Earlier this week, I had the pleasure of visiting three art classes. I watched students in first-year visual art working on contour drawings of simple objects stacked on their tables. A dozen ninth graders in introductory drama each performed simple movements of their choice, which their classmates analyzed using the Laban Principles of movement. And the Jazz Band worked on one of its first pieces of the year, “Duke’s Place,” where each member took a turn to solo; those solos ranged from one-note experiments to virtuosity, but they were all done with gusto!

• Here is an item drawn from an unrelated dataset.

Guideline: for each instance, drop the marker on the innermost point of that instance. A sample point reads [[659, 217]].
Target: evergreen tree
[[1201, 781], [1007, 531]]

Particularly in art, but also in math and athletics, we sometimes fall into a trap: assuming that either you have it or you don’t. The art classes I visited embraced the opposite (and accurate) philosophy: while we start in different places, skill in the arts comes from practice and study.
Stanford researcher Carol Dweck explored this idea in her book Mindset. She described two viewpoints. Somebody with a fixed mindset tends to assume that skills, habits, and aptitude — like intelligence or artistic ability — are innate and immutable. Those with a growth mindset believe that those things can be developed over time. The fascinating central insight in Dweck’s work is that, controlling for other factors, one’s mindset actually impacts performance. If you think academic ability, for example, is innate, a low grade means that you are in some way deficient; it exposes you, leads to insecurity, and often discourages effort. Having a growth mindset makes it more likely that you will learn from a setback, hear feedback, stay motivated, and keep learning. That is what we want for our students, and that is the attitude we try to foster in the arts and all around campus.